June 2, 2004 | Comments Off on Article on Gobind Ram Ignores Human Rights Abuses

In an article praising Gobind Ram, the Punjab police officer killed in 1990 by militants, B. Raman completely ignores the reality of police operations in Punjab during the counterinsurgency movement:



Gobind Ram was an exceptionally brave police officer who distinguished himself in the campaign against terrorism in Punjab.


Reports published in this period by several national and international human rights organizations show that security forces, including Gobind Ram, used forced disappearances, custodial torture and extrajudicial executions as routine aspects of its counter-insurgency operations.  Human Rights Watch (HRW) described the police counter-insurgency operation as “the most extreme example of a policy in which the end appeared to justify any and all means, including torture and murder.”  While the government of India vehemently denied the accusations, it refused to allow UN human rights mechanisms and non-governmental organizations to visit Punjab to investigate and verify the truth.
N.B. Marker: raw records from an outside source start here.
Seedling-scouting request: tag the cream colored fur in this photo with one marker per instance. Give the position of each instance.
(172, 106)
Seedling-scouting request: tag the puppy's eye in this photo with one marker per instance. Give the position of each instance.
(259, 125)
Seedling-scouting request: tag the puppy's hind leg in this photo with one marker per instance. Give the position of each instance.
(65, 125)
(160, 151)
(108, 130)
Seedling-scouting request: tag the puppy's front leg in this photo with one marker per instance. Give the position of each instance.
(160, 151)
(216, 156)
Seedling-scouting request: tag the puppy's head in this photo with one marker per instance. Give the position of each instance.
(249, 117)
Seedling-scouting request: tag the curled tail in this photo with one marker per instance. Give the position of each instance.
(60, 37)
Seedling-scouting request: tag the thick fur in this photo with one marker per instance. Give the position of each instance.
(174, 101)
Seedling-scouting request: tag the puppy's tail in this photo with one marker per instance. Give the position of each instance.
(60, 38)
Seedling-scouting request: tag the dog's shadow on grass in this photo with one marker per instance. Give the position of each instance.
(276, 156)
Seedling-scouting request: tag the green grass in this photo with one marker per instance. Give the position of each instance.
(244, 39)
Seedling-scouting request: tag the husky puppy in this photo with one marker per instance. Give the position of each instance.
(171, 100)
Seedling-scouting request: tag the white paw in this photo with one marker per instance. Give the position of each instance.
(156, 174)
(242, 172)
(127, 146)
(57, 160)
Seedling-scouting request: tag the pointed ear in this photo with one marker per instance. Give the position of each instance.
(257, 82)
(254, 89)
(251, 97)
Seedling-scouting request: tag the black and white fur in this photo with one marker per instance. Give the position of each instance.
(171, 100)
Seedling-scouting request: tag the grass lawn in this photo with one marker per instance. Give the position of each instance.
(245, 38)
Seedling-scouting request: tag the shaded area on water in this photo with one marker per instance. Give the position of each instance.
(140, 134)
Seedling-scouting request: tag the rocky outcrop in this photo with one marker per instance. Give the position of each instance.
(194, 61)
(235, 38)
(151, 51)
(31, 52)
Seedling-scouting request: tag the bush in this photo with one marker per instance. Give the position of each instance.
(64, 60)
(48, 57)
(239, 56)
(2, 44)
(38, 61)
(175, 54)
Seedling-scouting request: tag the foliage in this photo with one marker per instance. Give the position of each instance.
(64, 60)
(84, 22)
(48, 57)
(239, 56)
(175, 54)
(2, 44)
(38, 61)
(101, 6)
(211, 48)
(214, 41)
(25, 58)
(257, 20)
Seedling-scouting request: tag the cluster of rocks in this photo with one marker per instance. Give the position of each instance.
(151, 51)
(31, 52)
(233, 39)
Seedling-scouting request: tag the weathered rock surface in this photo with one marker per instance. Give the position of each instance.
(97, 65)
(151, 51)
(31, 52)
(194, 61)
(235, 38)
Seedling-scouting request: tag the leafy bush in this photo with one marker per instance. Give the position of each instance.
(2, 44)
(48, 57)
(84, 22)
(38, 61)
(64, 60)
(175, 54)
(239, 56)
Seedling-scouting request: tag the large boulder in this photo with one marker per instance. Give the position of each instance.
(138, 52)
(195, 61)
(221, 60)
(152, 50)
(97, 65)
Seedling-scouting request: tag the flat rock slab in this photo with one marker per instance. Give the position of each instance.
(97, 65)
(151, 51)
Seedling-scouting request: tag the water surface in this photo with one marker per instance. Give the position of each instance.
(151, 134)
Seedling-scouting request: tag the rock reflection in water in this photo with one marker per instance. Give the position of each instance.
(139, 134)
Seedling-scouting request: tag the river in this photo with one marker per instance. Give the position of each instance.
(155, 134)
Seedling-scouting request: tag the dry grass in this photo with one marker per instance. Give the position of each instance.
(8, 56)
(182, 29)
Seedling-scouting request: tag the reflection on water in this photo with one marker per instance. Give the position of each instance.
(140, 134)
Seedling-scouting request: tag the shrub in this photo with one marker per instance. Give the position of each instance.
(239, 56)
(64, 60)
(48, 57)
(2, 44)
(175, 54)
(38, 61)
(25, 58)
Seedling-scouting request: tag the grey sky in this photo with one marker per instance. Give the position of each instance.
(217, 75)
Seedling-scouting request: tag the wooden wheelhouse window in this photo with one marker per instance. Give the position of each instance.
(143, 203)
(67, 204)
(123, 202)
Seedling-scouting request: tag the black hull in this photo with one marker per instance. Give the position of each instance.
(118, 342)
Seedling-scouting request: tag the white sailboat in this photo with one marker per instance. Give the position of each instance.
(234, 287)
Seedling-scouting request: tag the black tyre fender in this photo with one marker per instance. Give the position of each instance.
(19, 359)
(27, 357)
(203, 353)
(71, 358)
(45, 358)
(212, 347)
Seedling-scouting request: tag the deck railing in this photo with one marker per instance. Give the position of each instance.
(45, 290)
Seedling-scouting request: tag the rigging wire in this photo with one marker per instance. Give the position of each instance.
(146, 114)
As part of its counter-insurgency operation, the Indian government passed several draconian laws that sanctioned police impunity. The Terrorist and Disruptive Activities (Prevention) Act (TADA) of 1987 established in camera courts and authorized detention of persons in a “disturbed area” on mere suspicion, and detainees were presumed guilty until proven innocent for specified charges; the Armed Forces (Punjab and Chandigarh) Special Powers Act of 1983 empowered security forces to search premises and arrest people without warrant. Section 4 gave them the power to shoot to kill a suspected terrorist, with prosecutorial immunity granted in Section 7.  The National Security Act of 1980, amended in 1984 and 1987, authorized detention of suspected terrorists without trial for two years in Punjab.  In 1988, the Parliament dissolved the Punjab State Assembly and passed the Fifty-ninth Amendment to the Indian Constitution, authorizing the extension of President’s rule beyond one year, and suspending due process guarantees for rights relating to life and liberty and freedom of speech and association in Punjab.  This amendment also suspended the writ of habeas corpus.  The amendment was not repealed until 1989.


In November 1995, based on petitions by the widow of human rights defender Jaswant Singh Khalra and the Committee for Information and Initiative in Punjab, the Supreme Court instituted two inquiries to be conducted by the CBI. The first inquiry aimed to determine what happened to Khalra. The second inquiry intended to establish the substance of the allegations that Khalra had made before he disappeared, regarding disappearances leading to illegal cremations conducted by the Punjab police.  In July 1996, the report of the first inquiry held nine officers of the Punjab police responsible for the abduction of Khalra.  In December 1996, the report of the second inquiry disclosed “flagrant violation of human rights on a mass scale,” and 2097 illegal cremations at three sites in Amritsar district alone.


In May 2003, the Committee for Coordination on Disappearances in Punjab (CCDP) released the first volume of its Final Report, titled Reduced to Ashes: The Insurgency and Human Rights in Punjab. This 634-page volume contains extensive documentation and analysis of hundreds of cases of enforced disappearances, torture and extrajudicial killing of victims by the security forces in Punjab during the political unrest of the 1980s and early 1990s, as well as an analysis of legislative, judicial and administrative impunity. Included in this first volume are more than 500 testimonies by the families of the victims describing 672 cases of extrajudicial executions by the police in the district of Amritsar alone.  As Peter Rosenblum notes in his preface to this volume, the careful analysis by the authors allows the reader to “pierce through the thick veils of ideology, intrigue and ‘state security’ that obscure our understanding of the campaign to pacify Punjab.”